General Schedule and Important Milestones

The nominal duration of the degree program for the Master of Science in Music and Technology degree is 21 months or 4 semesters, starting late August. Graduation is in May. Exact dates are available by consulting the Carnegie Mellon University Academic Calendar.


Early August:

Select and register courses


Apr 30:

The thesis committee should consist of at least two people: your advisor and one other member of the Carnegie Mellon faculty or staff. To select the second member of your committee, you should first consult your advisor and get approval of one or more candidates. Then, you should ask the candidate to be on your committee.


Early August:

Select and register courses. Remember to sign up for reading and research to allow time for your thesis project.
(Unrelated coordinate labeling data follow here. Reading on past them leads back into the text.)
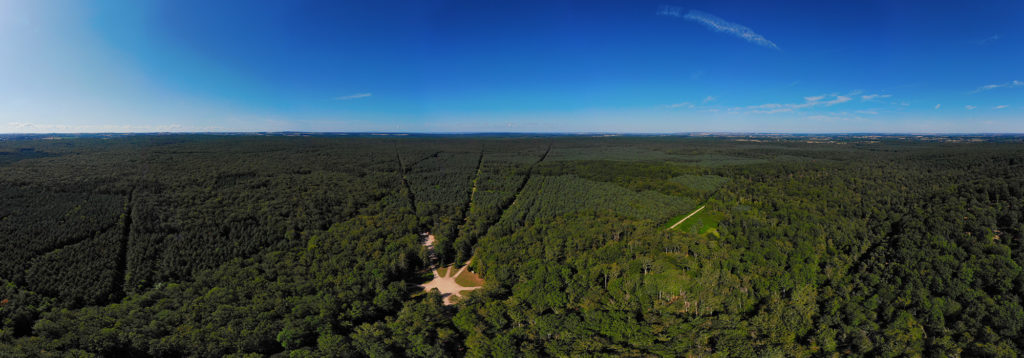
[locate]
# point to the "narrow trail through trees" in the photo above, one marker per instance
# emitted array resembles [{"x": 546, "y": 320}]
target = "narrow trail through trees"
[
  {"x": 445, "y": 284},
  {"x": 687, "y": 217}
]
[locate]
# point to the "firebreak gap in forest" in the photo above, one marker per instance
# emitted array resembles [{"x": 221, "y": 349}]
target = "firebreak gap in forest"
[{"x": 311, "y": 245}]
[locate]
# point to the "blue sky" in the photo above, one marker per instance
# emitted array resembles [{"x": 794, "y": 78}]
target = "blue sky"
[{"x": 139, "y": 65}]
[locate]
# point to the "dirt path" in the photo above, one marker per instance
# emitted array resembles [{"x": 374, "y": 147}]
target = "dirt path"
[
  {"x": 444, "y": 284},
  {"x": 687, "y": 217}
]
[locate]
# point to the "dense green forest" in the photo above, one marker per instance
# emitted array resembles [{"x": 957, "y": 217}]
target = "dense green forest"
[{"x": 310, "y": 245}]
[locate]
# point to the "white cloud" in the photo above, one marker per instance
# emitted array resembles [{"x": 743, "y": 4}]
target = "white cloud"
[
  {"x": 719, "y": 25},
  {"x": 682, "y": 104},
  {"x": 353, "y": 96},
  {"x": 872, "y": 96},
  {"x": 1010, "y": 84},
  {"x": 839, "y": 99},
  {"x": 809, "y": 101}
]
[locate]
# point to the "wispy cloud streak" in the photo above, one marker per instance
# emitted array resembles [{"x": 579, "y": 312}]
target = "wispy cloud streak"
[
  {"x": 809, "y": 101},
  {"x": 353, "y": 96},
  {"x": 719, "y": 25},
  {"x": 1010, "y": 84}
]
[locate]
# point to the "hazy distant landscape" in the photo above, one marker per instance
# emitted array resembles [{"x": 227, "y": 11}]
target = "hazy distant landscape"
[
  {"x": 314, "y": 244},
  {"x": 451, "y": 178}
]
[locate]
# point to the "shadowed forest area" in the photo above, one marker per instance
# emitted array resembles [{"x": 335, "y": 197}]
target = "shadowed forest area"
[{"x": 167, "y": 245}]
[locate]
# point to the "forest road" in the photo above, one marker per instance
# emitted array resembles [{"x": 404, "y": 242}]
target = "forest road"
[{"x": 687, "y": 217}]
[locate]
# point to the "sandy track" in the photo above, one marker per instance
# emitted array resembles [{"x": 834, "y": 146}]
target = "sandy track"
[
  {"x": 687, "y": 217},
  {"x": 445, "y": 284}
]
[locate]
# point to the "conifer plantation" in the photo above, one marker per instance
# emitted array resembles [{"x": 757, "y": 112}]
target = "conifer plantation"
[{"x": 312, "y": 245}]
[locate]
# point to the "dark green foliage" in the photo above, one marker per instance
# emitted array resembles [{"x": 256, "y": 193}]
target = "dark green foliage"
[{"x": 221, "y": 245}]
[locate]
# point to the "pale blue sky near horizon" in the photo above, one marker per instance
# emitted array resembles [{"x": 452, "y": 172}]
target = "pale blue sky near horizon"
[{"x": 642, "y": 66}]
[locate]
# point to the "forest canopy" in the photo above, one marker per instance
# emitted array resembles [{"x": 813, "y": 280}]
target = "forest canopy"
[{"x": 312, "y": 245}]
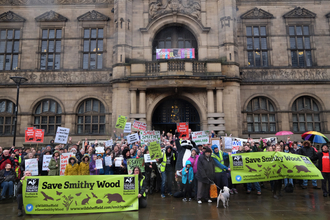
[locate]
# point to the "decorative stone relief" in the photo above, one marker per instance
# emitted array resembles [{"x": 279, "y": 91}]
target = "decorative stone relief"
[
  {"x": 11, "y": 17},
  {"x": 189, "y": 7},
  {"x": 285, "y": 75}
]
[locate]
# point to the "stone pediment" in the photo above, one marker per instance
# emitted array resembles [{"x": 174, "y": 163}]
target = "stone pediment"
[
  {"x": 11, "y": 17},
  {"x": 257, "y": 14},
  {"x": 93, "y": 16},
  {"x": 51, "y": 16},
  {"x": 161, "y": 7},
  {"x": 299, "y": 13}
]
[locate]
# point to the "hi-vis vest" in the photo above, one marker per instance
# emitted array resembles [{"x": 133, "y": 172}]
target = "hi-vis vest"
[
  {"x": 141, "y": 184},
  {"x": 163, "y": 163},
  {"x": 220, "y": 159}
]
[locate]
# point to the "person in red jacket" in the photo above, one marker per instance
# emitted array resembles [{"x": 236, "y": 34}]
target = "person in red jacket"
[{"x": 324, "y": 167}]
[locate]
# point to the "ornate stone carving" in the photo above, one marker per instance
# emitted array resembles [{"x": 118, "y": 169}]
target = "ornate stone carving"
[
  {"x": 189, "y": 7},
  {"x": 299, "y": 13},
  {"x": 50, "y": 16},
  {"x": 58, "y": 77},
  {"x": 285, "y": 75},
  {"x": 257, "y": 14},
  {"x": 54, "y": 2},
  {"x": 11, "y": 17},
  {"x": 93, "y": 16}
]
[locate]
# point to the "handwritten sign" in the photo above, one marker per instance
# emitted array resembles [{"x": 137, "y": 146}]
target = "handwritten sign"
[
  {"x": 132, "y": 163},
  {"x": 121, "y": 122},
  {"x": 132, "y": 138},
  {"x": 45, "y": 162},
  {"x": 141, "y": 126},
  {"x": 62, "y": 135},
  {"x": 32, "y": 166},
  {"x": 64, "y": 161}
]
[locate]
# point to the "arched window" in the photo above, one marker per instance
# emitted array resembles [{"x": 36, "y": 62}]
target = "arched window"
[
  {"x": 47, "y": 116},
  {"x": 91, "y": 117},
  {"x": 7, "y": 109},
  {"x": 261, "y": 115},
  {"x": 306, "y": 115},
  {"x": 174, "y": 37}
]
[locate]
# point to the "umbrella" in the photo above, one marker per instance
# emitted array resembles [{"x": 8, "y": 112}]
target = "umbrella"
[
  {"x": 283, "y": 133},
  {"x": 315, "y": 137}
]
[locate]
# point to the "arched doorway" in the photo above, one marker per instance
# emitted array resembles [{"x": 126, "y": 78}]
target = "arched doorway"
[{"x": 175, "y": 110}]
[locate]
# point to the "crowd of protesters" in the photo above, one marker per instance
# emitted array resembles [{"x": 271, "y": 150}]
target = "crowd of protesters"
[{"x": 169, "y": 175}]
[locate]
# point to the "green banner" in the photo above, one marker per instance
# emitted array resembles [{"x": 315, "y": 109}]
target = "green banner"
[
  {"x": 80, "y": 194},
  {"x": 121, "y": 122},
  {"x": 154, "y": 150},
  {"x": 131, "y": 163},
  {"x": 266, "y": 166}
]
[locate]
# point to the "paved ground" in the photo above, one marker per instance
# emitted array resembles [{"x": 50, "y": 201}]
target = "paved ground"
[{"x": 300, "y": 205}]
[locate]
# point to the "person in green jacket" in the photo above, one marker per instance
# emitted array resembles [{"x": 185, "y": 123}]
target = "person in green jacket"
[{"x": 54, "y": 164}]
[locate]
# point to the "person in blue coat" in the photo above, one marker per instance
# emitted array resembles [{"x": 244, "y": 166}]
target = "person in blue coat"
[{"x": 187, "y": 181}]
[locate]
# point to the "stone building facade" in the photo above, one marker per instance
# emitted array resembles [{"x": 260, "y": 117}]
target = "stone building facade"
[{"x": 259, "y": 67}]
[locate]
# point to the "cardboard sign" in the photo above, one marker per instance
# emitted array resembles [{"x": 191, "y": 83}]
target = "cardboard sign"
[
  {"x": 132, "y": 138},
  {"x": 132, "y": 163},
  {"x": 39, "y": 135},
  {"x": 200, "y": 137},
  {"x": 121, "y": 122},
  {"x": 150, "y": 136},
  {"x": 147, "y": 158},
  {"x": 64, "y": 161},
  {"x": 45, "y": 162},
  {"x": 32, "y": 165},
  {"x": 183, "y": 129},
  {"x": 128, "y": 127},
  {"x": 62, "y": 135},
  {"x": 30, "y": 134},
  {"x": 139, "y": 125},
  {"x": 155, "y": 150}
]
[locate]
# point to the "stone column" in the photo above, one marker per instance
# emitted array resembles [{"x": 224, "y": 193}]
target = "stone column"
[
  {"x": 142, "y": 102},
  {"x": 219, "y": 99},
  {"x": 210, "y": 101},
  {"x": 133, "y": 101}
]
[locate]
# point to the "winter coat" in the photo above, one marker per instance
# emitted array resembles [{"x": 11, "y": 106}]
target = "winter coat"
[
  {"x": 205, "y": 169},
  {"x": 72, "y": 169},
  {"x": 194, "y": 161},
  {"x": 188, "y": 175},
  {"x": 53, "y": 169}
]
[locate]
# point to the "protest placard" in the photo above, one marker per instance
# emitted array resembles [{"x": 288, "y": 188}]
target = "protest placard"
[
  {"x": 141, "y": 126},
  {"x": 132, "y": 138},
  {"x": 155, "y": 150},
  {"x": 150, "y": 136},
  {"x": 45, "y": 162},
  {"x": 183, "y": 129},
  {"x": 131, "y": 163},
  {"x": 64, "y": 161},
  {"x": 30, "y": 134},
  {"x": 147, "y": 158},
  {"x": 62, "y": 135},
  {"x": 200, "y": 137},
  {"x": 32, "y": 166},
  {"x": 128, "y": 127},
  {"x": 121, "y": 122}
]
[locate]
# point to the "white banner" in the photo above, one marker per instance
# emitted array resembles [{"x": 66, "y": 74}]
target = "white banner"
[{"x": 62, "y": 135}]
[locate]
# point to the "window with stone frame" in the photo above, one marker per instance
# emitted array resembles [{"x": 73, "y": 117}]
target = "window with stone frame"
[
  {"x": 261, "y": 116},
  {"x": 256, "y": 45},
  {"x": 48, "y": 116},
  {"x": 300, "y": 46},
  {"x": 93, "y": 48},
  {"x": 9, "y": 48},
  {"x": 50, "y": 54},
  {"x": 7, "y": 117},
  {"x": 306, "y": 115},
  {"x": 91, "y": 117}
]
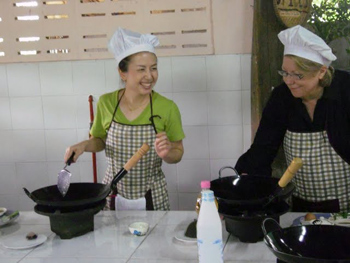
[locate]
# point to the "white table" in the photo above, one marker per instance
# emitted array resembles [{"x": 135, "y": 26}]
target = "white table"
[{"x": 111, "y": 240}]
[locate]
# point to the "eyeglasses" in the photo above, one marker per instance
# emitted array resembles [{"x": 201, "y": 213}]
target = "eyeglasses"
[{"x": 293, "y": 76}]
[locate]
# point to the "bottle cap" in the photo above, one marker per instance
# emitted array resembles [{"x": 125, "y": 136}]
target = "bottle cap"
[{"x": 205, "y": 184}]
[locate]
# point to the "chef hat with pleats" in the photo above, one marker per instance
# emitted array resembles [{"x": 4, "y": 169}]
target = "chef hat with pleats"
[
  {"x": 303, "y": 43},
  {"x": 125, "y": 43}
]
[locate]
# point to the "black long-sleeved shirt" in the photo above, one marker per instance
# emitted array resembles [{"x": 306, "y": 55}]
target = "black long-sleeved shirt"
[{"x": 284, "y": 112}]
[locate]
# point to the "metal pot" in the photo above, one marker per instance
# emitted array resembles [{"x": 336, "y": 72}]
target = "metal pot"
[{"x": 308, "y": 244}]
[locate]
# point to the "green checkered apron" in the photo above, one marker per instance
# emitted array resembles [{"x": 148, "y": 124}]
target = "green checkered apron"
[
  {"x": 121, "y": 144},
  {"x": 324, "y": 174}
]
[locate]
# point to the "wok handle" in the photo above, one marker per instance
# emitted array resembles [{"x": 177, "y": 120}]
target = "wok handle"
[
  {"x": 269, "y": 225},
  {"x": 130, "y": 164},
  {"x": 30, "y": 195},
  {"x": 290, "y": 172},
  {"x": 136, "y": 157},
  {"x": 227, "y": 167}
]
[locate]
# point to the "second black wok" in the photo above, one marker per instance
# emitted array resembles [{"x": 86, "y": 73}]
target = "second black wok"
[{"x": 308, "y": 244}]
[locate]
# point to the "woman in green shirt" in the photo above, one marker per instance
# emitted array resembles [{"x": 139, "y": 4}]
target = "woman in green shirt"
[{"x": 131, "y": 116}]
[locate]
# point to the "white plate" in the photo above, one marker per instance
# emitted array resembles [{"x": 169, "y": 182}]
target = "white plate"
[
  {"x": 180, "y": 236},
  {"x": 2, "y": 211},
  {"x": 21, "y": 242}
]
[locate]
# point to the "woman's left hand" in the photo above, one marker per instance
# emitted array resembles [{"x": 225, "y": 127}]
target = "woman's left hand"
[
  {"x": 170, "y": 152},
  {"x": 162, "y": 145}
]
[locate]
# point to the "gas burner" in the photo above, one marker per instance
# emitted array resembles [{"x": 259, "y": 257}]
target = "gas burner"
[{"x": 69, "y": 222}]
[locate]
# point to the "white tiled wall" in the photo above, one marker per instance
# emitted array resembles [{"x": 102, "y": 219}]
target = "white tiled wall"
[{"x": 44, "y": 109}]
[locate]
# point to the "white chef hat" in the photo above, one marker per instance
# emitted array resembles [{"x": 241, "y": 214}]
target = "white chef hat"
[
  {"x": 125, "y": 43},
  {"x": 303, "y": 43}
]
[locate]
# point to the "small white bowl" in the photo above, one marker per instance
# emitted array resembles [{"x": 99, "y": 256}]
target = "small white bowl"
[
  {"x": 3, "y": 210},
  {"x": 138, "y": 228}
]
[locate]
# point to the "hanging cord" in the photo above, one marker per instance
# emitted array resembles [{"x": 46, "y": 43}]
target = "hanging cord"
[
  {"x": 153, "y": 116},
  {"x": 94, "y": 168}
]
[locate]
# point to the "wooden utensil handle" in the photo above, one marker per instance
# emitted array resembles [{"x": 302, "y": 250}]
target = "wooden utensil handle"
[
  {"x": 290, "y": 172},
  {"x": 136, "y": 157}
]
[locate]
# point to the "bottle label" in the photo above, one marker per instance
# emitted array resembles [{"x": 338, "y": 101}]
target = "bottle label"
[
  {"x": 208, "y": 196},
  {"x": 210, "y": 251}
]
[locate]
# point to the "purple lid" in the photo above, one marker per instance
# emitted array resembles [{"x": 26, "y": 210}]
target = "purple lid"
[{"x": 205, "y": 184}]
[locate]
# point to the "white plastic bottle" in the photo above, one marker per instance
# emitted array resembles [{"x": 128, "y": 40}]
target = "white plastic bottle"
[{"x": 209, "y": 230}]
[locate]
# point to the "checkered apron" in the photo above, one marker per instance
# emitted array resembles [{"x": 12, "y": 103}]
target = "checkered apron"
[
  {"x": 322, "y": 167},
  {"x": 121, "y": 144}
]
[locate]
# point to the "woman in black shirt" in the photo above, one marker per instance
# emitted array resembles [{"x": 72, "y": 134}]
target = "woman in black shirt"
[{"x": 310, "y": 115}]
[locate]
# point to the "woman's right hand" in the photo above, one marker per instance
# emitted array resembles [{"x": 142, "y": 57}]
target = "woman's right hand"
[
  {"x": 78, "y": 150},
  {"x": 91, "y": 145}
]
Summer and early September:

Prepare a thesis proposal of about 2 pages.The proposal should include:

Sep 30:

Oral thesis proposal given in Music and Technology Seminar.

The committee in consultation with other faculty will decide to pass or fail the thesis proposal. If the proposal is not passed, the student must address the problems and present another proposal.


Jan 1:

Start writing thesis (if not already started).

Mar 1:

Finish thesis project.

Mar 15:

Completed thesis delivered to advisor.

Mar 25:

Make final revisions to thesis.

Apr 1:

Final thesis draft to committee.

Apr 1 - May 1:

Further editing and committee approval of changes.

May 1:

Master's defense should be complete by this date. A defense consists of a Master's oral presentation and a Master's recital.

The Master's oral presentation is a technical talk similar to a conference presentation. The talk should be carefully prepared and supported by slides with appropriate graphs and equations. If possible, the talk should include sound and/or video examples.

The Master's recital should ideally be a concert or recital, possibly a joint recital or even one piece on a longer program. Alternatively, the oral presentation and recital can be combined. The music should be professional in quality and relate to the thesis. The Master's candidate need not be the performer or composer provided that the thesis results are used in the music composition or performance.

A more technical thesis may not result in music appropriate for a concert. Although a music performance in a recital is the ideal, the recital requirement can be satisfied by a musical demonstration given as part of the oral presentation with the approval of the thesis committee.

The committee can either pass or fail the thesis oral presentation and recital. The committe can also request further changes in the thesis.